İlahi Yavuz ağabey... Çarkıfelek yarışmasına katılan vatandaşların Yaşar Kemal'i bilmemelerine sinirlenmiş...
Yavuz Donat bu bilgi düzeysizliğinden acı acı yakınıyor.
Eh, ne yapalım, "Türkiye'nin ortalama eğitim düzeyi ilkokul üçüncü sınıftı, son yıllarda çok şükür dördüncü sınıfa geçirmeyi başardık" demiştik, üstünde pek duran olmamıştı.
Zeka düzeyini de Aziz Nesin açıklamıştı da, ben de "fazla iyimser bir yaklaşım" demiştim hani...
Elimizdeki insan malzemesi budur. Bunun için darbecilerin iştahları da kabarmaktadır, "cahil halk gericilere oy verir, demek ki demokrasi bize uymaz" gerekçesine kılıftır.
Fakat atladığımız bir nokta var: Yaşar Kemal'i tanımayanlar, bir okulda anket ya da sınav yapılıp da ortaya çıkarılmış değiller. Bir televizyon programına "hasbelkader" toplanmış vatandaşlar.

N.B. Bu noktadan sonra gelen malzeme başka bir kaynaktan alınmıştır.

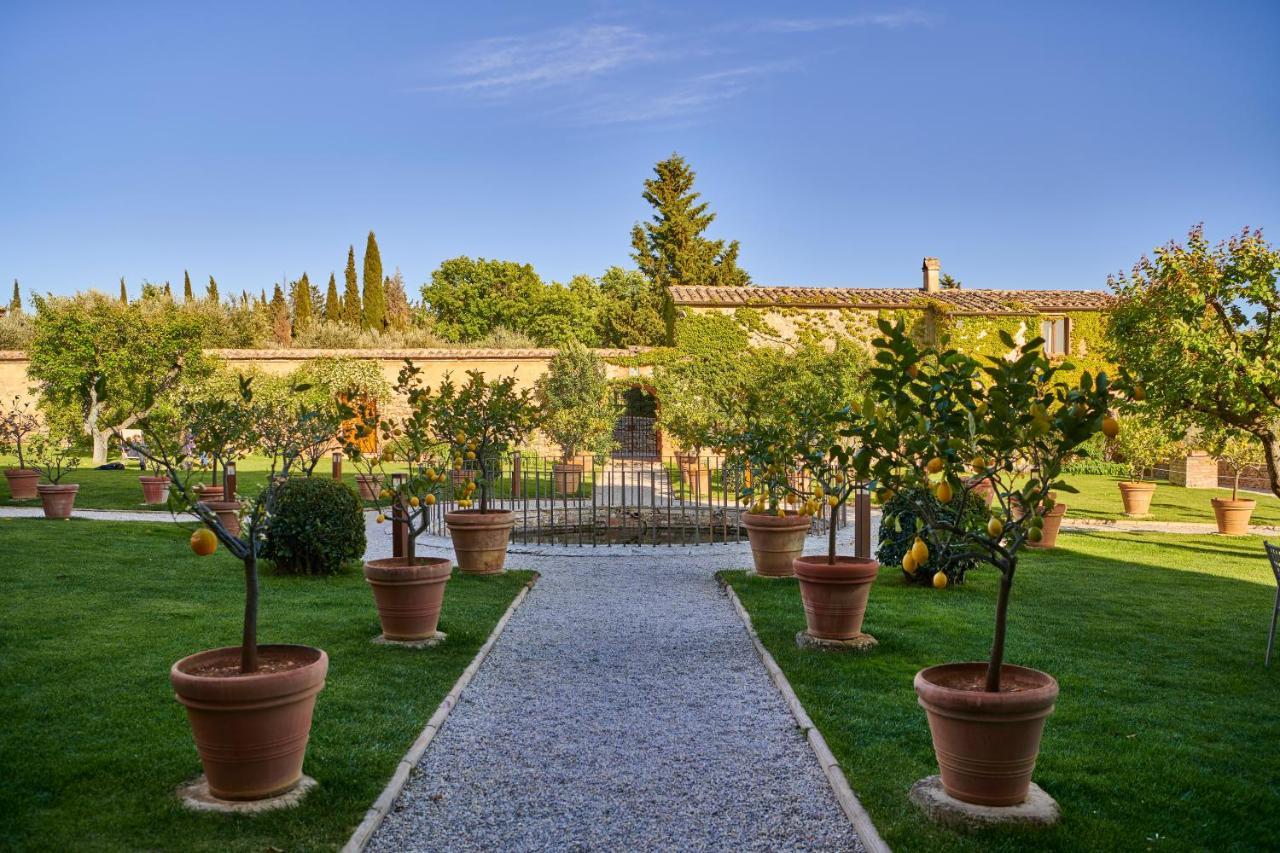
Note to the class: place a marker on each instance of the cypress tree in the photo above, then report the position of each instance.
(375, 299)
(671, 249)
(351, 308)
(332, 306)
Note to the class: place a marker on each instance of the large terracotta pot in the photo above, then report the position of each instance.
(1233, 516)
(567, 478)
(986, 743)
(56, 500)
(22, 483)
(1048, 533)
(1137, 497)
(480, 539)
(155, 489)
(408, 597)
(370, 486)
(251, 730)
(228, 512)
(776, 542)
(835, 594)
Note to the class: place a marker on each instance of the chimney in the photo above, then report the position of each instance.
(931, 268)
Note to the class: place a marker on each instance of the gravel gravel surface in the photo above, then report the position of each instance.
(624, 707)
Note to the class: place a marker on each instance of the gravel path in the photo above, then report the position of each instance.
(624, 707)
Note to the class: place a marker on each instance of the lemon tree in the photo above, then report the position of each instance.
(945, 422)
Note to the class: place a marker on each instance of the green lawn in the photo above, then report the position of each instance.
(1168, 729)
(92, 614)
(1100, 498)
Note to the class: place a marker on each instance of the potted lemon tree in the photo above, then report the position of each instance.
(946, 422)
(250, 705)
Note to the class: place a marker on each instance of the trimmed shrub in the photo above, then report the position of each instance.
(900, 525)
(318, 524)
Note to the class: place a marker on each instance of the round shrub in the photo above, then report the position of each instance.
(318, 524)
(899, 530)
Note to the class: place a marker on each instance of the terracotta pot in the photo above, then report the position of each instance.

Çarkıfelek de bir bilgi yarışması değil.
Aslında, diğer bilgi yarışmalarının da hiçbiri bilgi yarışması değil!
Bunlar "izlenme oranını arttırıp reklam toplamak, yani para kazanmak ve bu paranın az bir kısmını da katılanlara dağıtmak" amacıyla düzenlenen, "alt tabakaya yönelik" eğlence programlarıdır.
Yarışmacıların körkütük cahil çıkacaklarını sunucu da bilir, televizyonun müdürü de.
İşin matrağı, seyirci de bilir. Gerek onun için gerekse yarışmacı için önemli olan "kimin kaç lira götüreceğidir" .
Öyle olmasaydı, elifi görse mertek sanan Ayşe Teyze, "çok ihtiyacım var Mehmet Ali Bey, ne olur yardım edin" diye ağlamazdı! "Bilmiyorum, bu noktada bırakıyorum" der, giderdi.
Öyle olmasaydı, sekiz yüz bin kişi, dandik bir programa katılmak için kuyruğa girmezdi.
İnsanlar parasızlıktan kıvranıyorlar, mesele bundan ibarettir.
Ciddi bir bilgi yarışması düzenle, ödül olarak da kitap ver de, bak bakalım kaç kişi katılıyor...
Ama bu tür "bilgi yarışması tadı verilmiş" eğlence programlarında, "baraj sorusu" olarak "Türkiye'nin başkenti" falan sorulur. Yarışmacı daha işin başında elenmesin de programın tadı kaçmasın diye.
Çok basit soruların çok basit yanıtları da bir türlü alınmaz, araya girip kafa karıştırılarak iş uzatıldıkça uzatılır, bir "enayi gerilimi" sağlanır, program hemen bitmesin diye.
Bir zamanlar biz de para dağıtıyorduk, "eski Star" televizyonunda...
Jülide Ateş, şöyle bir soru sordu: "Bir devleti ve milleti simgeleyen dikdörtgen bez parçasıdır, o ülkenin renklerini taşır, törenle direğe çekilir, törenle indirilir" ...
Epey bekledikten, yarışmacı epey düşündükten sonra yanıt geldi: "İngiliz kumaşı!"
Jülide tıkanmış, bir süre konuşamamıştı...
Yarışan hayvancığa para veremedik ne yazık ki. Hiç de iyi olmadı, diğer seyircileri de katılmaya teşvik etmesi için kazanması gerekiyordu...
Düzeyi yükseltmeyi de denedik. Şunu sorduk: "Polonya'nın başkenti neresidir?"
Cevap: "Avusturya!"
O günden beri televizyonda yarışma programı seyretmem. Aşırı sıcaklarda sinirlenmemek için Yavuz Donat'a da aynı şeyi salık veririm.